The alternative is a unified memory layer: a single, multi-model platform that can handle an agent's diverse memory needs in one low-latency environment. In this model, the same database can store and process conversation history as JSON objects, manage long-term memory of user preferences as hashes, and serve as a vector database for semantic search and RAG. This simplifies the architecture, eliminates data synchronization headaches, and boosts performance by keeping all relevant context in one place.

The future of reliable AI agents is context

Building powerful and reliable AI agents is less about finding a "magic prompt" and more about the engineering of context.

As AI systems are deployed in more critical workflows, context engineering will evolve into its own discipline, with best practices, frameworks, and toolchains.
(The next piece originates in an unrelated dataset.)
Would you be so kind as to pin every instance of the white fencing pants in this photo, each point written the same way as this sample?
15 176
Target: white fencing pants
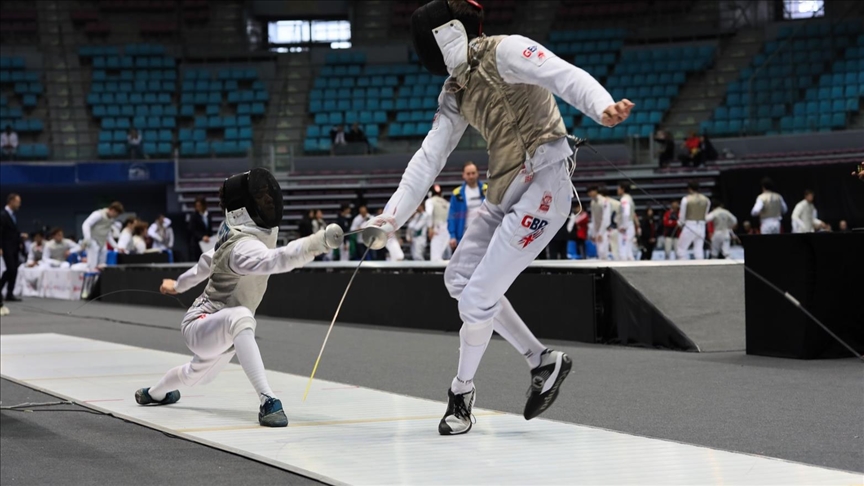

Agents’ underlying models will become commodities, leading to differentiation coming from the pipeline around them: retrieval systems, memory layers, orchestration frameworks, and data planes.

If prompting and model training defined this past era of AI, context engineering will define the next. This means mastering context engineering will become mission-critical for product managers, engineers, and technical leaders who want to build AI agents that are fast, accurate, efficient, and genuinely useful.